From administrative irregularities to legal challenge
The new appeals add to those already raised by several architects against the resignification contest, which denounced formal defects in the specifications and in 2025 achieved the precautionary suspension of the procedure.
However, the conflict has evolved. It no longer discusses only the legality of the administrative process, but the validity of the agreement that sustains it. The challenge now targets the origin: if the signer lacked competence, the entire subsequent development is compromised.
A documented and accepted agreement
The publication of the correspondence between Cardinal Cobo and Minister Félix Bolaños has confirmed that the agreement was formally assumed by both parties and set a framework for intervention in the basilica, including the delimitation of the space dedicated to worship and the opening of the rest to non-liturgical actions.
This point reinforces the scope of the now-challenged document: it is not a generic framework, but a specific agreement that directly affects the use of the temple.
No Vatican signature or institutional backing
In parallel, the Spanish Episcopal Conference has reiterated that the Vatican was not a signatory party to the agreement.
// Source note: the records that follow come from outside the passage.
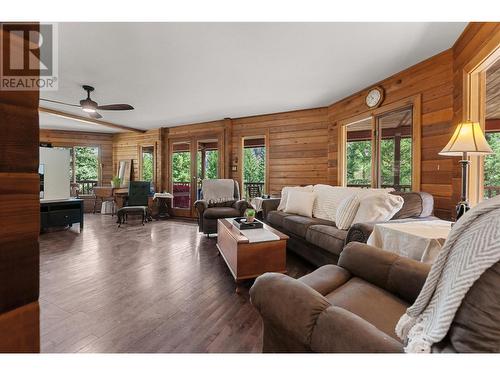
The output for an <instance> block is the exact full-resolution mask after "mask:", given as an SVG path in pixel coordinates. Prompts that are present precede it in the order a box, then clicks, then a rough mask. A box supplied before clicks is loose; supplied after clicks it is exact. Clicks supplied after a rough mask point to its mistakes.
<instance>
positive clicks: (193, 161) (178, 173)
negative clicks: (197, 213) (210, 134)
mask: <svg viewBox="0 0 500 375" xmlns="http://www.w3.org/2000/svg"><path fill="white" fill-rule="evenodd" d="M222 147H223V142H222V135H217V136H207V137H203V136H199V137H191V138H183V139H180V138H179V139H171V140H170V152H169V155H170V158H169V159H170V163H169V164H170V165H169V170H170V173H169V176H170V179H169V180H170V183H169V186H170V189H171V192H172V194H173V196H174V198H173V200H172V210H173V214H174V216H181V217H190V218H193V217H196V211H195V209H194V202H195V201H196V200H198V199H201V197H202V195H201V184H202V181H203V180H204V179H214V178H223V176H224V165H223V157H222V155H223V150H222Z"/></svg>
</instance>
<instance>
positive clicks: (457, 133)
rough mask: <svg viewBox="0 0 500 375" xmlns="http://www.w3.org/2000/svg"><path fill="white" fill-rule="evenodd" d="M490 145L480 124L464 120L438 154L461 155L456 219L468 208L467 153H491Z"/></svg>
mask: <svg viewBox="0 0 500 375" xmlns="http://www.w3.org/2000/svg"><path fill="white" fill-rule="evenodd" d="M492 153H493V151H492V150H491V147H490V145H489V144H488V142H487V141H486V138H485V137H484V133H483V130H482V129H481V125H480V124H479V123H478V122H472V121H465V122H461V123H460V124H458V126H457V128H456V129H455V132H454V133H453V136H452V137H451V139H450V141H449V142H448V144H447V145H446V146H445V148H443V149H442V150H441V152H440V153H439V155H444V156H461V157H462V160H460V162H459V163H460V164H461V166H462V196H461V198H460V202H458V204H457V220H458V219H459V218H460V217H461V216H462V215H463V214H464V213H466V212H467V211H468V210H469V203H468V201H467V195H468V194H467V190H468V173H469V164H470V161H469V155H486V154H492Z"/></svg>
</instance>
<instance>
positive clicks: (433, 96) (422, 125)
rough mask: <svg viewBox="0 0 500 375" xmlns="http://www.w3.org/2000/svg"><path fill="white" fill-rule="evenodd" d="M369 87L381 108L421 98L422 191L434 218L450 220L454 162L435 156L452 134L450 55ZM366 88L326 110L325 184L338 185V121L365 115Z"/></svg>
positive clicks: (451, 105)
mask: <svg viewBox="0 0 500 375" xmlns="http://www.w3.org/2000/svg"><path fill="white" fill-rule="evenodd" d="M372 86H381V87H382V88H383V89H384V91H385V99H384V102H383V103H382V106H384V105H388V104H391V103H394V102H396V101H398V100H401V99H404V98H407V97H410V96H414V95H420V96H421V101H422V106H421V107H422V113H421V116H422V117H421V123H422V140H421V154H422V156H421V190H422V191H426V192H428V193H431V194H432V195H434V198H435V210H436V214H437V215H439V216H441V217H444V218H449V217H450V212H451V211H450V209H451V207H452V205H453V203H452V200H451V197H452V173H453V159H451V158H445V157H442V156H439V155H438V152H439V151H441V149H442V148H443V147H444V146H445V145H446V143H447V142H448V140H449V138H450V137H451V134H452V132H453V128H454V127H453V123H452V120H453V53H452V51H451V50H447V51H445V52H442V53H440V54H438V55H436V56H434V57H431V58H430V59H427V60H425V61H423V62H421V63H419V64H417V65H414V66H412V67H410V68H409V69H406V70H404V71H402V72H399V73H397V74H395V75H393V76H391V77H389V78H387V79H385V80H383V81H381V82H377V83H374V84H373V85H370V87H372ZM367 91H368V88H367V89H365V90H362V91H360V92H358V93H356V94H354V95H351V96H350V97H348V98H346V99H343V100H341V101H339V102H337V103H334V104H332V105H331V106H330V107H329V108H328V116H329V121H330V127H329V142H328V146H329V152H328V181H329V182H330V183H331V184H332V185H335V184H337V172H338V171H337V152H338V140H337V138H338V129H337V124H338V122H339V121H341V120H344V119H347V118H350V117H353V116H356V115H359V114H362V113H365V112H367V107H366V105H365V102H364V99H365V96H366V93H367Z"/></svg>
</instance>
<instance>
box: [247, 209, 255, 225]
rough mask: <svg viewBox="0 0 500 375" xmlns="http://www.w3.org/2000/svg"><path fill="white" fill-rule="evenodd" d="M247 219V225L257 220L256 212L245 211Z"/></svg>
mask: <svg viewBox="0 0 500 375" xmlns="http://www.w3.org/2000/svg"><path fill="white" fill-rule="evenodd" d="M245 218H246V219H247V223H252V222H253V221H254V220H255V210H254V209H253V208H247V209H246V211H245Z"/></svg>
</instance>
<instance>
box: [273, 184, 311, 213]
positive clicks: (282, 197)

This was confirmed by its spokesman, Monsignor Francisco César García Magán, who emphasized that no representative of the Holy See has signed the document.
Nor does the Episcopal Conference itself appear as a party to the agreement. The signature is limited to Cardinal Cobo, whose competence is precisely what is now being questioned in the courts.
Read also: Arguello accepts dividing the Valley of the Fallen with an “independent entrance”
A prior legal report sets clear limits
The documentation on which several of the appeals rely includes a report from the Episcopal Council on Legal Affairs of the Spanish Episcopal Conference, dated December 16, 2020, in which the legal implications of any intervention in the Valley were already analyzed.

That report establishes that the basilica is a sacred and inviolable place, subject to ecclesiastical authority; the Benedictine abbey has its own legal personality, recognized civilly and canonically, and the presence of the monastic community is guaranteed in perpetuity by commitments assumed by the State.
The document also states that any eventual desacralization would require authorization from the Holy See and that conversion into a civil cemetery would imply prior requirements that exceed the decision-making capacity of political power.
The legal nature of the Valley, at the center of the conflict
The appeals coincide in emphasizing that the Cuelgamuros complex belongs to a public foundation with religious purposes and that its legal configuration prevents unilateral actions or agreements signed by authorities without direct competence.
In this framework, the status of “sui iuris” abbey is decisive: since it does not depend on the Archbishop of Madrid, any decision taken without the competent authority is legally compromised. Therefore, what has so far been presented as a political and ecclesiastical agreement must be subjected to judicial review.